Ladders are simple devices – and that might be their biggest fault. Workers tend to mistake simplicity for harmlessness, often overlooking necessary precautions. Even before setting up a ladder, the worker needs to check the site for safety. If the site includes a door that could be opened while someone’s up on the ladder, the door has to be locked or someone has to be on the other side to make sure nobody opens it.
The area around the ladder must be clear of tools, materials, and debris that could make access hazardous. For example, a worker coming off a ladder might step on an obstacle and twist an ankle or take a tumble.
Workers must also make sure the top of a straight or extension ladder rests against a solid surface that can withstand the load, avoiding windows and other objects that could give way as the worker climbs.
Workers often forget to secure extension ladders at the top to prevent them from slipping – a common cause of accidents.

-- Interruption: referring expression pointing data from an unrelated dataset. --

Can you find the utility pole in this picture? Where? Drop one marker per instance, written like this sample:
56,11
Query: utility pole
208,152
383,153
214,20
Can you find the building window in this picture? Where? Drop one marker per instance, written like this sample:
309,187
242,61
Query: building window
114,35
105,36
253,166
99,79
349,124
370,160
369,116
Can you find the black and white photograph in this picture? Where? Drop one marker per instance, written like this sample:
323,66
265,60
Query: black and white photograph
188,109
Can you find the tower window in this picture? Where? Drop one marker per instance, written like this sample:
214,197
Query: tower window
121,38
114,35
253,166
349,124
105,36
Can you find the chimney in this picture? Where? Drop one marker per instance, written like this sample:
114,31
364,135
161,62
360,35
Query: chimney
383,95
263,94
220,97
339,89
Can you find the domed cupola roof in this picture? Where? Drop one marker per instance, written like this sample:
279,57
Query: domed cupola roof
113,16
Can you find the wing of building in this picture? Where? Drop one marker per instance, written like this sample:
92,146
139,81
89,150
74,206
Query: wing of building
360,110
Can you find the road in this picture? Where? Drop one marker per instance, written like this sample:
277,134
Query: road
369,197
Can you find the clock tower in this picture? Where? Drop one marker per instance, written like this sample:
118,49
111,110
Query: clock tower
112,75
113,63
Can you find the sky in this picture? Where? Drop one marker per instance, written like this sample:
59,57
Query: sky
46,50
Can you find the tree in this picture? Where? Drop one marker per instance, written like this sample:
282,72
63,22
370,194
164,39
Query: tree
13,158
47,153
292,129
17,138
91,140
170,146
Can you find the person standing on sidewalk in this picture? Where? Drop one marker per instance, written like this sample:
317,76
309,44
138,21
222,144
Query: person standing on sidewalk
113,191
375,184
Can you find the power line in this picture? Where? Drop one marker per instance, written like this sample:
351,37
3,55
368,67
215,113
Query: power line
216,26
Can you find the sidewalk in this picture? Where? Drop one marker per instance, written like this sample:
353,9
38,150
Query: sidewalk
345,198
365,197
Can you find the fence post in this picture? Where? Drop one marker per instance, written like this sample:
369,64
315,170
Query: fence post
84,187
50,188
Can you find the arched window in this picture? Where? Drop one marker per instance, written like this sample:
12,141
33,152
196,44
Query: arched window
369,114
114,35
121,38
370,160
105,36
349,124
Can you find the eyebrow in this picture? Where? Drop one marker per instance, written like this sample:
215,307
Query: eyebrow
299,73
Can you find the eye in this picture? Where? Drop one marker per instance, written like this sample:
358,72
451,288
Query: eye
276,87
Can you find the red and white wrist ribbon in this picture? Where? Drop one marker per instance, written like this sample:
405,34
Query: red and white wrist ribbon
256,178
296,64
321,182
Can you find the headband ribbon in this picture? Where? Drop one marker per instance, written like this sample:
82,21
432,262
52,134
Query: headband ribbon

They should secure the base against accidental movement or have it held firmly by a co-worker at the foot of the ladder facing it with a hand on each side rail and one foot on the bottom rung.
People sometimes forget about safety when using stepladders. For example, they might not bother to make sure braces are locked and the ladder is stable so that it can’t tip over as they climb. Employees sometime place a stepladder on top of something else to gain height – or they might lean an unopened stepladder against the wall and try to climb it.
Make sure that workers guard or place barriers around the ladder work area if there are other people around. Failure to do so could result in a “struck-by” accident if a worker on a ladder drops a tool or materials on someone passing below.
When using a ladder, workers must be taught to always keep three-point contact, with both hands and one foot or both feet and one hand on the ladder at all times.